Reco McCarter: Not to discredit Butler, because they were a good team that year with some great players, but I think the only reason they beat us was because of the experience they had the year before. Them being there the year before was to their advantage.
David Hinton: I couldn’t believe it was over. We saw all those fans that came down to Houston. Then you think about it, and we were one of the last four teams in college basketball. We still had fans cheering us when we got back that Sunday night.
Jamie Skeen, Joey Rodriguez, Bradford Burgess and Shaka Smart take questions from reporters after the Rams lose to Butler in the Final Four. (Photo by VCU Athletics/Scott K. Brown)
Shaka Smart: The overwhelming feeling was just a sadness that that time was over, that special stretch of time. As a coach, and probably as a player too, what makes sports so special, we had, for the month of March, we had a true team. We had guys pulling for one another, caring about one another, not worrying about individual agendas. Just truly enjoying being together and doing what no one of us individually could hope to do.
Joey Rodriguez: We could have won the whole thing. Everybody I talk to now, even non-VCU fans, say that all the time. They thought we were going to win it.
Thousands of fans rally on West Broad Street after VCU advances to the Final Four. (Photo by Ash Daniel)
VCU remains the only team in the tournament’s history to go from the First Four to the Final Four. The team wins an ESPY for “Best Upset” for its victory over Kansas. Graduating senior Joey Rodriguez appears on the “Lopez Tonight” show. Head Coach Shaka Smart becomes a household name and the most popular man in Richmond. Filmmaker Spike Lee becomes the team’s most prominent fan. The Final Four run is the first of five consecutive NCAA tournament appearances the Rams will make under Smart, but the school has not advanced past the tournament’s round of 32 since reaching to the Final Four. Smart takes the head coaching job at the University of Texas in April 2015. He is replaced by Will Wade. The two schools squabble over the trademark rights to ‘Havoc,’ the name of Smart’s vaunted pressing defense. As of press time, VCU has 81 consecutive home sellouts at the Siegel Center.
Brandon Rozzell: We played for each other every single game of that tournament. It wasn’t to shine on national TV; it was to play and win another game, to have another moment, another practice, another travel day, and another night in a hotel with each other. We were really close.
Shaka Smart: It was the best experience I’ve ever had in basketball.

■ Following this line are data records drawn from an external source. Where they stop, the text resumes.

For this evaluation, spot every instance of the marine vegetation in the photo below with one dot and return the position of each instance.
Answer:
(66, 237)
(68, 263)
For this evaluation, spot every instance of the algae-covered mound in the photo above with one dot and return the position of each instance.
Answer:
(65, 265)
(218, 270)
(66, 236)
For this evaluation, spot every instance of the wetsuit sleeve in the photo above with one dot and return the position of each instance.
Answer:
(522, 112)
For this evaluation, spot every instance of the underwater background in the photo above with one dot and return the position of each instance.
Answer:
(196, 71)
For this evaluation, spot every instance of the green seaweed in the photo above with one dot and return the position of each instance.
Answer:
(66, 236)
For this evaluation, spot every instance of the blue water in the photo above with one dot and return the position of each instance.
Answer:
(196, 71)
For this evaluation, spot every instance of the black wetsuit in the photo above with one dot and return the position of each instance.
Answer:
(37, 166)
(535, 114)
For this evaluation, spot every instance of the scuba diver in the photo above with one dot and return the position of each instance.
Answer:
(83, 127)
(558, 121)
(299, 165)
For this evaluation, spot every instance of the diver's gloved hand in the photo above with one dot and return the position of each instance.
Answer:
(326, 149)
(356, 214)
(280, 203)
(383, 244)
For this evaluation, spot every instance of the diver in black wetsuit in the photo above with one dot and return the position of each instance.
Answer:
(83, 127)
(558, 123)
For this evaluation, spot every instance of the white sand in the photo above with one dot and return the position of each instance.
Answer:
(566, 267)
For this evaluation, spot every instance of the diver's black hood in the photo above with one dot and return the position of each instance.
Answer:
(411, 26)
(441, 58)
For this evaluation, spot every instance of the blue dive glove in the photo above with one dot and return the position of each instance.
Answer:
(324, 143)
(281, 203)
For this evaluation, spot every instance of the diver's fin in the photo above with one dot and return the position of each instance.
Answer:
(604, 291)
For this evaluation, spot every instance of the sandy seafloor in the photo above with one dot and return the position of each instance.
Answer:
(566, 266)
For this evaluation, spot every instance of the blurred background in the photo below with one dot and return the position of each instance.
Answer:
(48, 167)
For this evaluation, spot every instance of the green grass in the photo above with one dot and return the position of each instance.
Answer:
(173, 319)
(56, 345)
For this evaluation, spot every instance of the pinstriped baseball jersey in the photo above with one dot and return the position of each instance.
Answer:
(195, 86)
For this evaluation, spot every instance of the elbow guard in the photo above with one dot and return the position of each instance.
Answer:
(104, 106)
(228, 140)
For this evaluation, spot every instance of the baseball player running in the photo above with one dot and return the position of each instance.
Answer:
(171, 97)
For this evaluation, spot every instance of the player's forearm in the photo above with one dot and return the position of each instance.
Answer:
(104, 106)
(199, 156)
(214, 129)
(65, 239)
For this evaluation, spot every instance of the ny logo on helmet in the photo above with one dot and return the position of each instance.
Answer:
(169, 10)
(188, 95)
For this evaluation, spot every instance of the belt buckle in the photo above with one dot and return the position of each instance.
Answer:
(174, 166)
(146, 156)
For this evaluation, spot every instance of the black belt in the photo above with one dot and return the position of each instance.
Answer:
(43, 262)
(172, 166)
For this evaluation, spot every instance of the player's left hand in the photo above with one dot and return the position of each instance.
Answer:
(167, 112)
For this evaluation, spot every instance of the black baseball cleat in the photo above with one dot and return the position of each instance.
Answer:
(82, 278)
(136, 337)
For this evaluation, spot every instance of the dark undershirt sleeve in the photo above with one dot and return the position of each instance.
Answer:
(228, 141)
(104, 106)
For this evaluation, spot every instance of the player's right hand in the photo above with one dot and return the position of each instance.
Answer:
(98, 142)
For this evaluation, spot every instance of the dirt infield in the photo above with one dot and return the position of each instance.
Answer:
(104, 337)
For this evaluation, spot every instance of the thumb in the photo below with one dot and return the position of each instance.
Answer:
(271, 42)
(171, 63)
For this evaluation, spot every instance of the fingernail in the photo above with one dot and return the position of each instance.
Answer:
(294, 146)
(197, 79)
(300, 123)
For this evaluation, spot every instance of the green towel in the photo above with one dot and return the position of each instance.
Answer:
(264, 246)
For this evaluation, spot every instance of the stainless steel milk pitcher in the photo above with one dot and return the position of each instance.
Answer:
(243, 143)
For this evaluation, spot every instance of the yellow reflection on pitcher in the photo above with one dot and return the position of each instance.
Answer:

Bradford Burgess: Nothing that I know from a sports perspective has ever caught the city’s attention like what happened that March and the first weekend of April. It really was like an out-of-body experience. It was unbelievable, man.
Heath Houston: After that run, I don’t think you can buy a Siegel Center ticket anymore.
Ed Nixon: We had VCU greats before us who did really good things for the school: Calvin Duncan; Kendrick Warren; Eric Maynor. We put ourselves on that list with that run.
David Hinton: Eric Maynor’s shot against Duke put VCU on the map. That Final Four run made VCU global.
Will Wade: Right after the Final Four, I went recruiting in Sheridan, Wyoming to a junior college to see a big kid. I flew to Denver, then I flew this little Great Lakes Airlines. It was like 10 seats, one pilot, no flight attendant. No nothing. It was pretty primitive. The Sheridan airport has one gate. It’s not even a real airport. The TSA lady in security, I was walking through in my VCU shirt getting ready to fly back, and she was, like, ‘Oh, VCU. I was rooting for you guys in the NCAA Tournament.’